During the first half 2014, actions by officers were the cause of 21 of 26 collisions involving Los Angeles police cars responding to “Code Three” emergencies, Inspector General Alexander Bustamante said in his report, which will be considered today by the Los Angeles Police Commission.
Code Three responses to emergencies refer to when police officers are driving with their car sirens and lights turned on.
The 26 Code Three collisions were out of 483 total crashes involving police officers during those six months, the report said, with Bustamante noting that collisions are the second costliest source of liability for the department.
The top reason the officers were driving in Code Three mode prior to crashing was to offer backup, amounting to 14 of the collisions.

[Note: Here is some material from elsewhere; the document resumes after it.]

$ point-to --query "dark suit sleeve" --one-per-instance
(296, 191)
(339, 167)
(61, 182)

Another five of the Code Three crashes occurred during car chases, four were while they were responding to a “citizen-related call,” and one was when the officer was on the way to a traffic collision incident.

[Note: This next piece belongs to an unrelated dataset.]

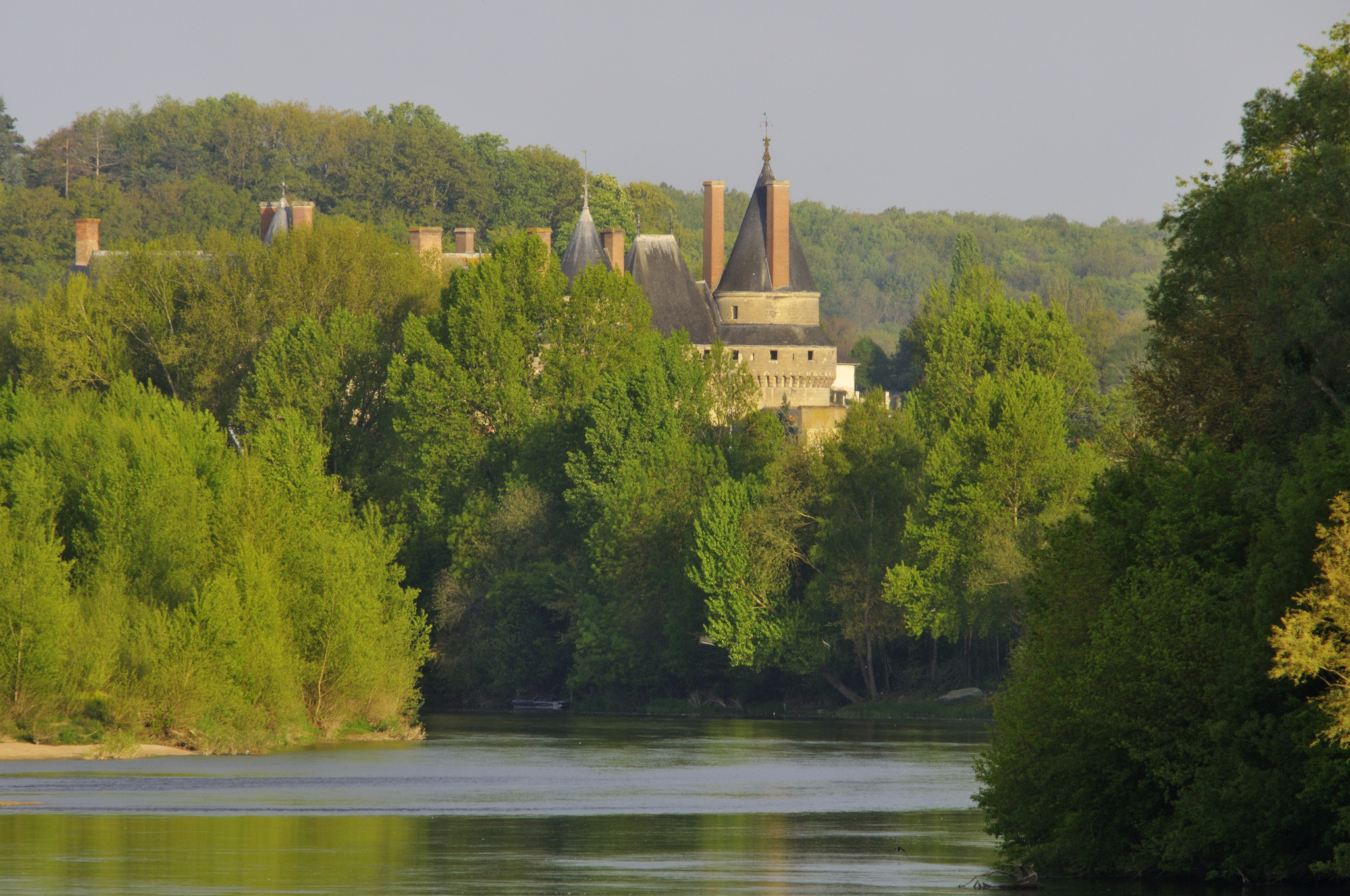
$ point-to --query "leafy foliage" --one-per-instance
(215, 600)
(1145, 727)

Investigators found eight of the 26 Code Three crashes to be the result of “unsafe speed,” out of which, six occurred while the officers were trying to make turns too quickly, the report said.

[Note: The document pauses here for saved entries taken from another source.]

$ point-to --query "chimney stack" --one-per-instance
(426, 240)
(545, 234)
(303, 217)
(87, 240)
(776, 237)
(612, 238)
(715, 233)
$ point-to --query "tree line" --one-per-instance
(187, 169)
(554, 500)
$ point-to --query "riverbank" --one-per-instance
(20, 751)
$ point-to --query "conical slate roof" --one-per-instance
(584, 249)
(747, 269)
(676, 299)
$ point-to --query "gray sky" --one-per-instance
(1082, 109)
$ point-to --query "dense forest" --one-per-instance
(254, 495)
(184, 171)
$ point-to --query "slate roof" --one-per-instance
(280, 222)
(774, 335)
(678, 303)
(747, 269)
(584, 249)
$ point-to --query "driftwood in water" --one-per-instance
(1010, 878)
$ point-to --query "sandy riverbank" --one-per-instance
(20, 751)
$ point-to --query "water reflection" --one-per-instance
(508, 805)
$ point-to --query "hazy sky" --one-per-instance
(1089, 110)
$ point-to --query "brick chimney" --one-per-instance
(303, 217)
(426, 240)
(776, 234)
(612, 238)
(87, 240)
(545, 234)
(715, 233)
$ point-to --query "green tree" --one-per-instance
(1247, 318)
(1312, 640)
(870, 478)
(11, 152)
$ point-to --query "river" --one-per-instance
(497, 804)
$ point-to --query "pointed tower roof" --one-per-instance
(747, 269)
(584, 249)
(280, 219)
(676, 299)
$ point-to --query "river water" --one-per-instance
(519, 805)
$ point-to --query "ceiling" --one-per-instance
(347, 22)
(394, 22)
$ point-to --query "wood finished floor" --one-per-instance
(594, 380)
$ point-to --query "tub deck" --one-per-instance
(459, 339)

The OIG also wrote that he believes a ninth crash also occurred due to unsafe speed, disputing the investigator’s finding that the cause was “other than driver.”
This crash involved officers chasing a stolen car and driving into a tree stump, which the OIG said was due to “improper driver, unsafe speeds” and resulted in the officers being hospitalized and the car sustaining “major damage.”
Three other crashes happened because officers drove their cars forward or backwards unsafely. Two of the collisions occurred when patrol cars responding to the same emergency crashed into each other.
A third incident involved another car backing into the patrol vehicle, but police supervisors considered this the fault of the officer because the police car was also moving forward at the time.
Out of seven crashes that happened at an intersection, five were not caused by police officers, and were instead caused by civilian drivers who did not yield to officers as they drove through with their sirens blaring and lights flashing. The remaining two crashes were considered the officers’ fault because they were going against red lights.
Bustamante wrote that many of the investigations into the collisions lacked information about the speed at which the drivers were going, and current policy only asks officers to report the speed if they know it. He recommended that the officers and investigators be required to include information about the speed the police cars were going at before they crashed.
The report also found that at least 14 of the 49 officers involved in the 26 crashes were not wearing seatbelts, and it was unclear whether another nine officers were wearing seatbelts or not because the police reports contained inconsistent or inaccurate information.
More than three-quarters of the 20 officers who mentioned they did not use seatbelts said they chose not to wear them due to “tactical reasons.”